En bref
L'ABAP Objet n'est plus une option sur S/4HANA — c'est un prérequis. Toute la stack moderne (RAP, AMDP, ABAP Unit, BAdI cloud) s'appuie exclusivement sur les classes ABAP. Un développeur incapable d'écrire une classe ABAP avec interface et exception CX_ n'est plus opérationnel sur un projet S/4HANA récent. Pour une DSI, c'est un critère de recrutement et un axe prioritaire de formation des équipes héritées.
L'ABAP a 40 ans. Pendant deux décennies, le langage est resté principalement procédural : programmes monolithiques, includes, FORM / PERFORM, variables globales, sessions partagées. Cette époque produisait un code qui fonctionnait, mais qui résistait mal à l'évolution : pas de tests, peu de réutilisation, traçabilité difficile.

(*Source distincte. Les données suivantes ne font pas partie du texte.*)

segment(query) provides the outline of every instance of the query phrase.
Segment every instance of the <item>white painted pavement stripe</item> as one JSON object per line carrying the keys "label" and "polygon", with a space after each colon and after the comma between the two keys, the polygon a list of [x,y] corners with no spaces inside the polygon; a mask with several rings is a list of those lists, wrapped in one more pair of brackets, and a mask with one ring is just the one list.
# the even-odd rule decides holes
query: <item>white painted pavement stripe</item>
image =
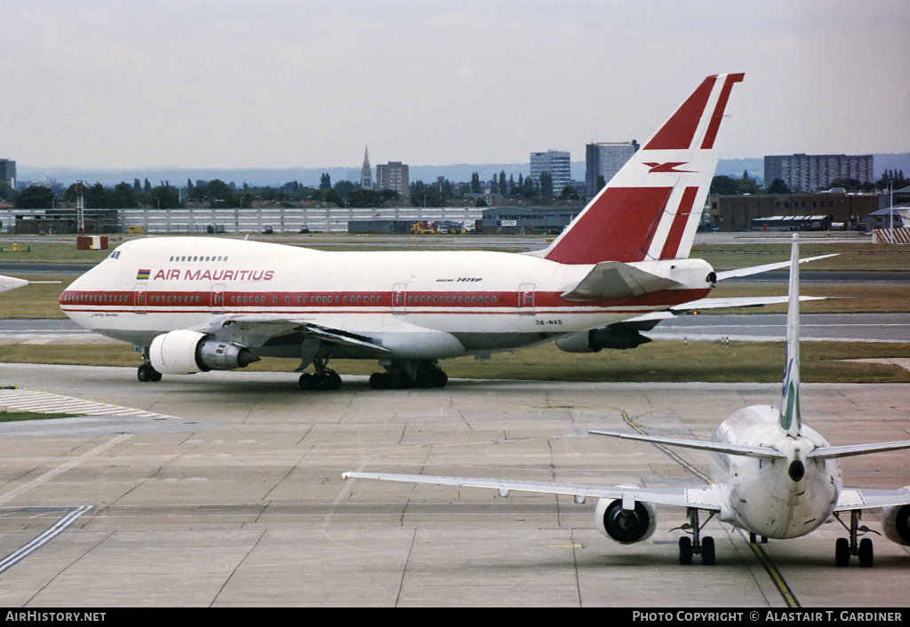
{"label": "white painted pavement stripe", "polygon": [[76,522],[80,516],[91,509],[91,505],[82,505],[81,507],[73,509],[72,511],[54,523],[54,525],[52,525],[48,530],[38,534],[27,544],[20,547],[0,561],[0,572],[4,572],[12,566],[19,563],[45,544],[56,538],[64,531],[65,529]]}
{"label": "white painted pavement stripe", "polygon": [[116,414],[145,418],[176,418],[154,411],[25,389],[0,389],[0,406],[9,410],[36,411],[38,413],[78,413],[89,416]]}

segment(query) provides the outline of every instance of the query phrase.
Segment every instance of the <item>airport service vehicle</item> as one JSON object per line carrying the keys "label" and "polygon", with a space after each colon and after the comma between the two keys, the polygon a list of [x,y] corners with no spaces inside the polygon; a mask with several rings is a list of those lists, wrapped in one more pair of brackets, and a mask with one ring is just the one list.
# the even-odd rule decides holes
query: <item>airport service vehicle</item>
{"label": "airport service vehicle", "polygon": [[[590,433],[637,440],[662,446],[678,446],[713,453],[712,483],[691,488],[638,488],[516,481],[467,477],[346,472],[345,479],[376,479],[409,483],[430,483],[498,490],[503,497],[510,490],[573,495],[581,503],[597,498],[594,521],[602,533],[622,544],[647,540],[657,525],[655,505],[686,509],[686,535],[679,540],[679,561],[691,564],[693,554],[704,564],[715,561],[714,541],[702,537],[708,521],[718,516],[723,522],[749,531],[750,541],[758,536],[788,539],[806,535],[834,516],[848,537],[834,544],[834,563],[847,566],[852,556],[861,566],[873,565],[869,538],[859,539],[869,530],[859,525],[864,510],[882,508],[885,535],[910,546],[910,486],[900,490],[842,488],[839,460],[854,455],[910,448],[910,440],[831,446],[822,435],[803,423],[799,389],[799,266],[798,236],[794,236],[787,308],[786,369],[780,407],[755,405],[733,412],[714,431],[712,441],[676,440],[644,434],[591,430]],[[700,512],[709,516],[700,521]],[[849,513],[849,525],[841,520]],[[690,537],[691,536],[691,537]]]}
{"label": "airport service vehicle", "polygon": [[[742,74],[708,76],[544,250],[323,252],[214,238],[126,242],[60,297],[63,311],[145,356],[140,381],[299,359],[305,389],[341,384],[331,359],[378,359],[373,388],[441,387],[439,360],[557,340],[627,349],[705,298],[715,272],[689,252]],[[809,259],[806,259],[809,260]],[[785,300],[785,298],[784,298]]]}

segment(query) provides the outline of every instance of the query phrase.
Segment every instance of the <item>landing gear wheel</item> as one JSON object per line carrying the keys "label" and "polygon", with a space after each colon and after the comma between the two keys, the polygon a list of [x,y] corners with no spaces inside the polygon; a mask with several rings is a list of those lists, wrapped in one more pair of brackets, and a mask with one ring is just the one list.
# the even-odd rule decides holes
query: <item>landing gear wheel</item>
{"label": "landing gear wheel", "polygon": [[161,373],[152,368],[151,364],[142,364],[139,366],[138,370],[136,373],[136,379],[141,382],[146,383],[147,381],[160,381]]}
{"label": "landing gear wheel", "polygon": [[834,564],[838,568],[850,564],[850,541],[846,538],[838,538],[834,542]]}
{"label": "landing gear wheel", "polygon": [[692,538],[689,536],[680,538],[680,565],[692,565]]}
{"label": "landing gear wheel", "polygon": [[872,541],[869,538],[864,538],[859,541],[859,565],[863,568],[872,568],[874,561]]}
{"label": "landing gear wheel", "polygon": [[711,536],[702,539],[702,563],[705,566],[714,565],[714,539]]}

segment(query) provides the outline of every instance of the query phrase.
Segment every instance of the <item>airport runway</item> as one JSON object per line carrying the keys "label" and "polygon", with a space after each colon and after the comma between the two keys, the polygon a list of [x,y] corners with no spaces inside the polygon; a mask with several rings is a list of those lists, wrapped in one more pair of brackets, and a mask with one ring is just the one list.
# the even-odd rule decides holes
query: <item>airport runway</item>
{"label": "airport runway", "polygon": [[[677,316],[645,335],[652,339],[784,341],[784,314]],[[806,341],[910,342],[910,314],[804,314],[800,336]],[[70,319],[0,319],[0,344],[116,343]]]}
{"label": "airport runway", "polygon": [[[836,569],[836,523],[763,546],[788,599],[743,535],[714,521],[717,566],[679,566],[672,530],[684,521],[672,509],[651,541],[622,546],[596,531],[592,502],[340,479],[697,482],[654,447],[585,431],[628,430],[625,412],[649,433],[708,439],[734,410],[775,403],[779,384],[345,383],[305,393],[290,374],[238,372],[140,384],[133,369],[0,364],[0,386],[20,389],[0,389],[0,405],[83,416],[0,424],[0,603],[906,605],[910,551],[874,536],[875,568]],[[910,438],[908,385],[804,385],[802,396],[833,443]],[[707,472],[703,453],[680,454]],[[908,484],[908,460],[844,460],[844,482]],[[863,523],[879,528],[873,515]]]}

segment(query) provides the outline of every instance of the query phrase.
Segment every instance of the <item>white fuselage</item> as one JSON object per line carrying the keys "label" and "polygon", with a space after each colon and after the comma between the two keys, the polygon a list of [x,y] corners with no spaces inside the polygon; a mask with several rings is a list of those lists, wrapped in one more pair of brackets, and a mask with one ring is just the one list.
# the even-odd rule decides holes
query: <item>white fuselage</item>
{"label": "white fuselage", "polygon": [[[529,255],[465,252],[323,252],[218,238],[146,238],[121,245],[75,281],[64,312],[98,333],[148,346],[162,333],[216,315],[286,317],[341,329],[392,347],[387,357],[449,358],[510,350],[628,319],[705,296],[701,259],[630,264],[682,284],[641,297],[569,301],[591,265]],[[435,335],[448,334],[440,341]],[[414,341],[385,341],[392,336]],[[398,355],[399,347],[430,349]],[[433,348],[437,347],[437,348]],[[250,349],[295,357],[298,339]],[[335,357],[376,358],[346,347]]]}
{"label": "white fuselage", "polygon": [[[792,437],[778,426],[779,410],[767,405],[746,407],[718,426],[713,440],[763,446],[786,455],[774,460],[714,453],[711,475],[719,490],[721,520],[767,538],[797,538],[831,516],[841,489],[837,460],[807,460],[828,443],[810,427]],[[804,474],[794,480],[790,465],[800,461]]]}

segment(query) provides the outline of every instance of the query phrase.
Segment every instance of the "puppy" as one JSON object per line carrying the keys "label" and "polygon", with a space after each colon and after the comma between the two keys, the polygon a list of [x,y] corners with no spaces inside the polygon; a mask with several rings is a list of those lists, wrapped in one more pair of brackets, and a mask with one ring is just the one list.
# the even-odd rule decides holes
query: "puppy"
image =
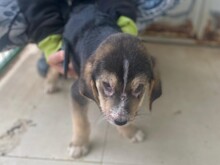
{"label": "puppy", "polygon": [[[73,9],[64,38],[66,53],[71,54],[78,74],[71,89],[70,155],[78,158],[88,153],[88,100],[96,102],[104,118],[125,138],[142,141],[143,133],[133,124],[135,116],[146,95],[150,109],[161,95],[155,60],[148,55],[143,43],[137,37],[122,33],[111,17],[92,4]],[[54,75],[54,71],[49,73],[48,82],[54,82]]]}

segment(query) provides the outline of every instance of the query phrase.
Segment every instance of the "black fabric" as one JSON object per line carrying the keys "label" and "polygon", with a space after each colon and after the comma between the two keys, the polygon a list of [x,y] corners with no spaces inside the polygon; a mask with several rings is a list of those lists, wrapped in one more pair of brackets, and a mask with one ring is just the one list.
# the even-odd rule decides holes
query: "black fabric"
{"label": "black fabric", "polygon": [[110,34],[120,32],[114,19],[100,12],[95,4],[80,4],[73,7],[63,37],[71,48],[72,62],[79,74],[81,65]]}
{"label": "black fabric", "polygon": [[137,0],[97,0],[98,8],[117,20],[121,15],[134,21],[137,18]]}
{"label": "black fabric", "polygon": [[50,34],[61,34],[65,25],[63,9],[68,10],[65,0],[18,0],[27,22],[30,41],[39,42]]}
{"label": "black fabric", "polygon": [[115,20],[120,15],[136,20],[137,13],[134,0],[72,0],[72,6],[68,5],[67,0],[17,1],[28,24],[26,33],[29,41],[35,43],[51,34],[62,34],[71,8],[79,4],[96,3],[99,10]]}

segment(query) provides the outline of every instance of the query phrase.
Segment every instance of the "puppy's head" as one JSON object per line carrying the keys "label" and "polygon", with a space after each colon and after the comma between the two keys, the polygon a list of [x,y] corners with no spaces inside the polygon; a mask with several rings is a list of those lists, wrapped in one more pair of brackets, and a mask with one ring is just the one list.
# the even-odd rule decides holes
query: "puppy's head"
{"label": "puppy's head", "polygon": [[124,125],[137,115],[144,96],[149,107],[161,95],[155,60],[142,42],[128,34],[108,37],[88,60],[80,91],[99,105],[112,124]]}

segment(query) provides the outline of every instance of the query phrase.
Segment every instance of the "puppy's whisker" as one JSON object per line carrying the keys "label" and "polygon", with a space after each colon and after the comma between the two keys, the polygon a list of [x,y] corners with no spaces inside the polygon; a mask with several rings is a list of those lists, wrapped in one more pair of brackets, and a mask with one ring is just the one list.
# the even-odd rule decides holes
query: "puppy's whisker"
{"label": "puppy's whisker", "polygon": [[103,115],[103,114],[100,114],[99,116],[98,116],[98,118],[96,119],[96,124],[100,124],[100,123],[102,123],[103,121],[105,121],[105,119],[106,119],[106,117],[105,117],[105,115]]}

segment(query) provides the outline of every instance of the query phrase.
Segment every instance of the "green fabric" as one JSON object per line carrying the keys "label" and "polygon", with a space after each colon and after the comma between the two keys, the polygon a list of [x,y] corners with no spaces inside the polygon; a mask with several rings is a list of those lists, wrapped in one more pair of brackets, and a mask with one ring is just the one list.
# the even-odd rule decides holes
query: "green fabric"
{"label": "green fabric", "polygon": [[126,16],[120,16],[117,21],[117,24],[121,28],[122,32],[129,33],[134,36],[138,35],[137,26],[131,18]]}
{"label": "green fabric", "polygon": [[38,43],[38,47],[44,52],[46,60],[62,46],[62,36],[53,34]]}
{"label": "green fabric", "polygon": [[[120,16],[117,24],[121,28],[122,32],[137,36],[137,26],[131,18]],[[61,46],[62,36],[59,34],[50,35],[38,43],[38,47],[44,52],[46,60],[48,60],[50,55],[57,52]]]}

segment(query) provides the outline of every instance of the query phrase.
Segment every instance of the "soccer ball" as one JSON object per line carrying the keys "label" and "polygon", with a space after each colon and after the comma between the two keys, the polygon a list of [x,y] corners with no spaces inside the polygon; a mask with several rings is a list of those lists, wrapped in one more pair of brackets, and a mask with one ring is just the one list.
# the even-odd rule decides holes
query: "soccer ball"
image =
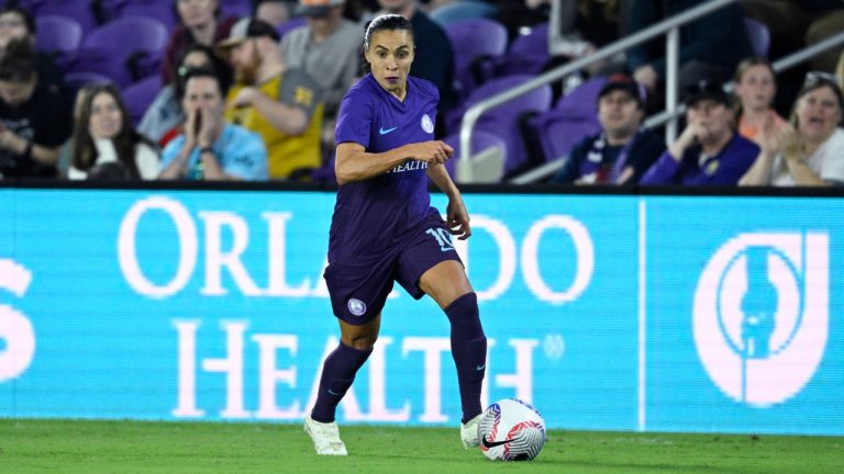
{"label": "soccer ball", "polygon": [[545,420],[518,398],[488,406],[478,425],[480,450],[492,461],[530,461],[545,444]]}

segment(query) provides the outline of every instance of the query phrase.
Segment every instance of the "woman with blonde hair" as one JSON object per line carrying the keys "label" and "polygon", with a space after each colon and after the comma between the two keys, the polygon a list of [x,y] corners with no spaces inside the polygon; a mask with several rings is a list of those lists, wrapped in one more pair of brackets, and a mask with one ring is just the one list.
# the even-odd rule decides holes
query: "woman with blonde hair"
{"label": "woman with blonde hair", "polygon": [[809,72],[790,123],[763,127],[762,153],[741,185],[844,184],[844,98],[835,77]]}
{"label": "woman with blonde hair", "polygon": [[777,79],[767,59],[753,57],[738,64],[733,92],[737,100],[736,131],[738,135],[759,144],[766,125],[778,128],[786,123],[770,104],[777,94]]}
{"label": "woman with blonde hair", "polygon": [[118,163],[108,168],[121,168],[124,179],[152,180],[158,176],[158,150],[132,126],[114,84],[88,90],[74,125],[71,146],[68,179],[88,179],[107,163]]}

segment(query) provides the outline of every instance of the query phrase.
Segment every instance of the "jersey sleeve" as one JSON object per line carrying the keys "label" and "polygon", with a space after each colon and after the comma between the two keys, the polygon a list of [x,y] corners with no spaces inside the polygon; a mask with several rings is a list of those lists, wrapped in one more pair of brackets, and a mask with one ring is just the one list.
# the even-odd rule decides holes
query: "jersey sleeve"
{"label": "jersey sleeve", "polygon": [[373,114],[373,103],[367,97],[347,93],[337,113],[337,127],[334,132],[337,145],[352,142],[369,148]]}
{"label": "jersey sleeve", "polygon": [[281,78],[278,100],[303,110],[310,119],[313,110],[320,104],[319,90],[316,82],[304,71],[291,69]]}

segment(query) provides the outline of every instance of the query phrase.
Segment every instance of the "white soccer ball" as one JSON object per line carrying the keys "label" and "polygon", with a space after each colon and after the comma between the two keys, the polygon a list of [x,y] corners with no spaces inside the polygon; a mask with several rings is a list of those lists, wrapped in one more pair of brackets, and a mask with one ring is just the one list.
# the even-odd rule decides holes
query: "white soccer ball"
{"label": "white soccer ball", "polygon": [[478,426],[480,450],[492,461],[531,461],[545,444],[545,420],[518,398],[488,406]]}

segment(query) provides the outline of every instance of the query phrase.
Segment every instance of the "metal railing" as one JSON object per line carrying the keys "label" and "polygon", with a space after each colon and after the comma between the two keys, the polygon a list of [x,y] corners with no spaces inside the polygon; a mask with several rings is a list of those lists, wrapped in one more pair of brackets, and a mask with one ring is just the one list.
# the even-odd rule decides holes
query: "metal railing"
{"label": "metal railing", "polygon": [[701,5],[695,7],[675,16],[671,16],[670,19],[664,20],[653,26],[638,31],[635,34],[619,40],[591,55],[575,59],[564,66],[552,69],[517,88],[510,89],[473,105],[468,111],[466,111],[466,114],[463,116],[463,122],[460,124],[460,158],[456,163],[457,181],[473,181],[473,168],[470,163],[471,135],[473,129],[475,128],[475,124],[485,112],[501,105],[504,102],[523,95],[534,89],[545,86],[546,83],[559,80],[570,75],[571,72],[576,72],[585,68],[586,66],[614,56],[633,46],[640,45],[660,35],[666,35],[665,113],[667,113],[669,117],[669,124],[666,127],[666,138],[673,139],[676,136],[676,122],[674,117],[677,110],[677,76],[679,66],[678,54],[680,44],[679,29],[687,23],[706,16],[707,14],[720,10],[729,4],[735,3],[736,1],[737,0],[712,0]]}
{"label": "metal railing", "polygon": [[[778,59],[774,63],[771,63],[771,68],[774,68],[774,72],[782,72],[788,69],[791,69],[792,67],[806,61],[807,59],[811,59],[821,53],[834,48],[835,46],[840,46],[844,44],[844,32],[839,33],[834,36],[830,36],[821,42],[818,42],[811,46],[807,46],[803,49],[800,49],[796,53],[792,53],[781,59]],[[731,84],[728,84],[730,87]],[[674,113],[669,113],[668,111],[663,111],[656,115],[649,116],[644,122],[645,128],[654,128],[658,127],[671,119],[677,117],[679,114],[685,112],[682,106],[676,108]],[[523,174],[520,174],[508,182],[511,184],[529,184],[536,181],[540,181],[542,179],[545,179],[554,173],[556,173],[560,168],[565,166],[564,159],[555,159],[554,161],[548,161],[545,165],[542,165],[537,168],[534,168]]]}

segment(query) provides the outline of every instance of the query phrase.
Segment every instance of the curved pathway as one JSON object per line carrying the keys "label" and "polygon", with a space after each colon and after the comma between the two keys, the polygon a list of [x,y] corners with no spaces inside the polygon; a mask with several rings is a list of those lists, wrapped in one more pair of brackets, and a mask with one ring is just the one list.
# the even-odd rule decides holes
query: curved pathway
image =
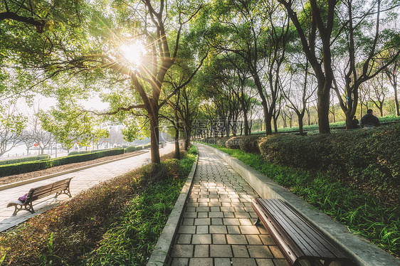
{"label": "curved pathway", "polygon": [[[174,144],[168,144],[165,147],[160,149],[160,155],[168,154],[174,150]],[[57,176],[38,181],[27,184],[16,186],[11,188],[0,190],[0,232],[9,229],[28,218],[43,213],[60,202],[68,200],[66,195],[60,195],[55,200],[54,195],[50,196],[42,200],[33,202],[35,213],[28,211],[20,211],[16,216],[13,216],[14,207],[6,208],[7,203],[16,200],[28,191],[36,186],[54,182],[57,180],[64,179],[74,176],[70,183],[70,192],[72,196],[78,194],[83,190],[87,189],[105,180],[124,174],[147,164],[150,159],[150,152],[147,151],[144,154],[129,158],[113,161],[93,167],[86,168],[80,171],[68,174],[61,174]]]}
{"label": "curved pathway", "polygon": [[222,158],[196,144],[199,164],[171,252],[172,266],[287,266],[257,216],[258,195]]}

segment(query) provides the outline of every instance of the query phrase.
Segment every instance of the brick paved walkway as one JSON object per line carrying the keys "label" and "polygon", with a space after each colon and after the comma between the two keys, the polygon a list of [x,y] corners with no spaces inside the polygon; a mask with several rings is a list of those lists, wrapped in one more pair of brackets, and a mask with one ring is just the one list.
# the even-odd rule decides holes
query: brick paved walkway
{"label": "brick paved walkway", "polygon": [[225,161],[203,145],[171,253],[172,266],[286,266],[251,206],[258,196]]}

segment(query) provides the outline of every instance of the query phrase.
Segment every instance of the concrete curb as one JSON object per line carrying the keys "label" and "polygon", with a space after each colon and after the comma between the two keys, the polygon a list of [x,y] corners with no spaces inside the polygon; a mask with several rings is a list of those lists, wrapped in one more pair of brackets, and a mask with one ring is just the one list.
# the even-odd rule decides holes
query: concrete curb
{"label": "concrete curb", "polygon": [[179,225],[179,220],[184,213],[184,208],[191,189],[191,183],[193,183],[193,179],[196,173],[198,162],[199,155],[196,159],[196,161],[191,166],[191,170],[189,174],[186,183],[168,218],[165,227],[162,230],[162,233],[158,239],[154,250],[152,253],[152,256],[147,262],[147,266],[162,266],[168,265],[169,260],[169,250],[172,247],[174,238],[175,238],[178,226]]}
{"label": "concrete curb", "polygon": [[75,172],[77,171],[84,170],[84,169],[86,169],[90,168],[90,167],[98,166],[99,165],[105,164],[108,164],[108,163],[110,163],[110,162],[112,162],[112,161],[122,160],[124,159],[130,158],[130,157],[133,157],[133,156],[137,156],[137,155],[143,154],[144,153],[146,153],[146,152],[149,152],[149,151],[140,151],[138,153],[136,153],[135,154],[129,155],[129,156],[122,157],[122,158],[115,159],[111,160],[111,161],[103,161],[103,162],[101,162],[101,163],[88,165],[86,166],[82,166],[82,167],[75,168],[75,169],[73,169],[65,170],[65,171],[63,171],[62,172],[48,174],[48,175],[42,176],[38,176],[38,177],[36,177],[34,179],[23,180],[23,181],[19,181],[19,182],[11,183],[8,183],[6,185],[2,185],[2,186],[0,186],[0,191],[11,188],[14,188],[14,187],[19,186],[25,185],[25,184],[29,183],[36,182],[36,181],[41,181],[41,180],[51,179],[52,177],[60,176],[60,175]]}
{"label": "concrete curb", "polygon": [[348,228],[332,220],[310,204],[304,201],[271,179],[246,165],[238,159],[218,149],[201,145],[211,149],[231,165],[264,198],[280,198],[289,203],[310,223],[317,227],[359,266],[394,266],[400,260],[378,248],[365,239],[352,234]]}

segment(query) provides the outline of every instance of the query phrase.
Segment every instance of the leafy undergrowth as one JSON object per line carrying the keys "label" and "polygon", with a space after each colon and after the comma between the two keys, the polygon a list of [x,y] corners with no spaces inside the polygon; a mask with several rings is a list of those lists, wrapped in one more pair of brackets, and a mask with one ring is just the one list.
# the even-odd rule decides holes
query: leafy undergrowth
{"label": "leafy undergrowth", "polygon": [[3,233],[0,265],[145,265],[196,152],[102,182]]}
{"label": "leafy undergrowth", "polygon": [[260,154],[209,144],[237,158],[389,252],[400,256],[400,206],[326,174],[273,164]]}

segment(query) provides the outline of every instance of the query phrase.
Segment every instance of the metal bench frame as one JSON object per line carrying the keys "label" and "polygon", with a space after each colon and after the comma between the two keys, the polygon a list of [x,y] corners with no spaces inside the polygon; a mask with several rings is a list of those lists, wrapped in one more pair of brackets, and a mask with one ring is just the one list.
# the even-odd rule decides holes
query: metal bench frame
{"label": "metal bench frame", "polygon": [[256,198],[251,206],[290,265],[354,265],[317,228],[280,199]]}
{"label": "metal bench frame", "polygon": [[56,196],[54,197],[55,198],[60,194],[66,194],[71,198],[72,195],[70,191],[70,183],[73,178],[73,176],[51,183],[47,185],[31,188],[26,194],[26,200],[25,201],[21,201],[18,199],[15,201],[9,203],[7,204],[7,208],[11,206],[15,207],[13,216],[16,216],[21,210],[26,210],[31,212],[31,213],[34,213],[35,211],[33,210],[33,206],[32,205],[32,202],[33,201],[43,198],[53,193],[56,193]]}

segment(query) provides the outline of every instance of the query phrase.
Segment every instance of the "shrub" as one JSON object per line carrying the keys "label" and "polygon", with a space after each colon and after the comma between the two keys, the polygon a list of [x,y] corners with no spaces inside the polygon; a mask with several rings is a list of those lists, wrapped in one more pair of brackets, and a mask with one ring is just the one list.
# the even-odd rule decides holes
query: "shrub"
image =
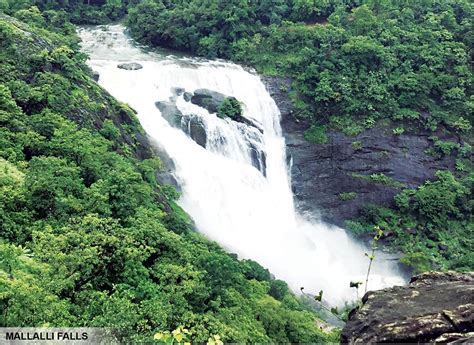
{"label": "shrub", "polygon": [[326,127],[312,125],[304,132],[304,138],[314,144],[326,144],[328,142]]}
{"label": "shrub", "polygon": [[363,145],[362,145],[362,141],[359,141],[359,140],[358,140],[358,141],[353,141],[353,142],[352,142],[352,149],[353,149],[354,151],[360,151],[360,150],[362,150],[362,146],[363,146]]}
{"label": "shrub", "polygon": [[217,116],[220,118],[230,117],[235,119],[242,115],[242,105],[235,97],[227,97],[219,106]]}

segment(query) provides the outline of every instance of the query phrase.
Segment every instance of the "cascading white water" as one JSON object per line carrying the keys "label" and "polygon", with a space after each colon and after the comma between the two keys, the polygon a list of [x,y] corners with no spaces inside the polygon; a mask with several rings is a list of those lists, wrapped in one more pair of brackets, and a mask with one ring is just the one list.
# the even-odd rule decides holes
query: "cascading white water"
{"label": "cascading white water", "polygon": [[[182,187],[179,203],[199,231],[240,257],[259,262],[295,291],[302,286],[312,292],[322,289],[333,304],[355,298],[349,282],[365,280],[367,249],[344,230],[309,222],[295,211],[280,113],[257,75],[221,61],[149,52],[134,45],[120,25],[83,28],[79,34],[89,65],[100,74],[99,83],[138,112],[146,132],[173,159]],[[137,62],[143,69],[118,69],[121,62]],[[266,153],[266,177],[251,164],[245,125],[220,119],[174,95],[183,114],[203,119],[207,149],[170,126],[155,102],[169,100],[176,87],[215,90],[243,102],[244,116],[264,130],[259,140],[252,140]],[[403,283],[393,263],[375,260],[371,289]]]}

L'ABAP Objet (ABAP OO) a été introduit en 2000. Il a mis vingt ans à devenir vraiment incontournable. C'est S/4HANA qui a tranché : à partir de 2020, l'ensemble de la nouvelle pile technique SAP (RAP, AMDP, BAdI cloud, ABAP Unit, extensions CDS) est exclusivement orientée objet. Pour une DSI, ne plus disposer de développeurs ABAP OO compétents sur 2026, c'est s'exposer à un coût d'externalisation élevé et à des risques de qualité significatifs.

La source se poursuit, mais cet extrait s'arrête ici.